Prior to commencing the study, it was estimated that approximately 15 primary care physicians perform colonoscopies in Alberta. A convenience sample of three primary care colonoscopists revealed they perform an average of 20 colonoscopies per month. Assuming that 12 of the 15 physicians would agree to participate, approximately 240 procedures would be performed per month. Therefore, for our two-month study, it was estimated that 480–500 cases would be available to analyze. Assuming that 80% of patients would agree to the post-procedure telephone survey, 384 phone interviews would be performed. Estimating an overall adjusted cecal intubation rate of 90%, this sample size would provide 2.5% confidence intervals (CI) around the main point estimates. A significantly larger sample size would be required to provide CI within +/−1%, which was not feasible for the primary care colonoscopists and given funding constraints.
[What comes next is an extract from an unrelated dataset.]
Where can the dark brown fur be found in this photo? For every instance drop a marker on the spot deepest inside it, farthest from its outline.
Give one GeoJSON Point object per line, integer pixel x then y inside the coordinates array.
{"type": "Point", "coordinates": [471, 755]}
Binary outcomes, such as proportion of successful cecal intubations or age- and sex-specific average number of adenomas detected, are reported as percentages with 95% confidence intervals (CI) and compared to quality standards using z statistics. Continuous variables are reported as means and standard deviations (SD) or medians and interquartile ranges (IQR), as appropriate. Logistic regression analysis was performed to determine which variables predicted incomplete colonoscopies; results are reported as odds ratio (OR) with 95% CI. Statistical analysis was performed with Stata™ 11.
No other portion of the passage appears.